An important finding of the present study is that the Sad1 protein is located in multiple sites on the periphery of the nucleus during RTG. In the ordinary mitotic cell cycle, the localization of the Sad1 protein is confined to the SPB (Hagan and Yanagida, 1995). The functional significance of this unusual multiplication of the Sad1 localization, or the formation of the Sad1-bodies, was immediately inferred from the fact that the Sad1-body was often associated with centromere(s) as well as with one of the cytoplasmic microtubules. It is conceivable that de novo centromere clustering is driven by the microtubular system. Consistent with this notion, we demonstrated that thiabendazole, a microtubule destabilizing agent, strongly interferes with centromere clustering in the RTG process. We have also shown that the effect of the drug was against the gathering of the centromere-associated Sad1-bodies but not against the maintenance of the centromere clustering.
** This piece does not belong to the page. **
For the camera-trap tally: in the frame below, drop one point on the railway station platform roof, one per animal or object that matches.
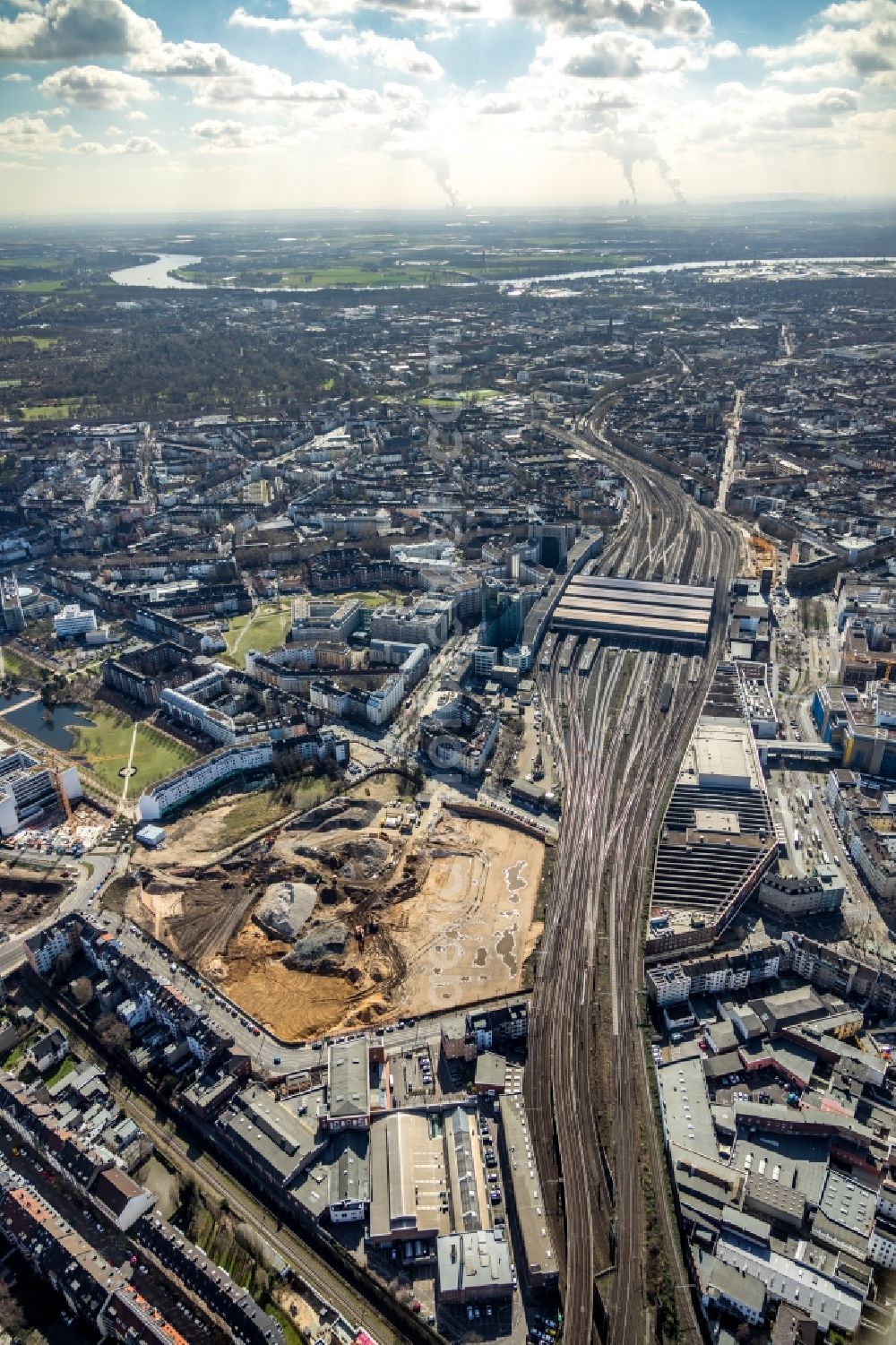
(636, 612)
The Sad1 protein belongs to the SUN-domain protein family, identified in a wide range of species (Malone et al., 1999; M. Shimanuki, unpublished), which is required for spindle formation in fission yeast and for nuclear migration in the nematode. The Sad1 protein contains a putative membrane-spanning segment and, when mildly overexpressed, it localizes to the nuclear periphery in addition to the SPB (Hagan and Yanagida, 1995). This situation resembles the present result, although it differs in one important aspect. In Sad1 overexpression, none of the subsidiary Sad1 signals were associated with microtubules (Hagan and Yanagida, 1995), whereas Sad1-bodies produced in the RTG process often associated with microtubules. At present, there is only limited information regarding the components of the Sad1-body. Further studies will be needed to elucidate the structure and function of the Sad1-body as well as the SPB. They also will benefit from understanding how chromosomes are rearranged within the nucleus, in response to extranuclear signals that might be conveyed though the SPB.

This work was supported by the Kazusa DNA Research Institute Foundation and the Ministry of Education, Science and Culture of Japan.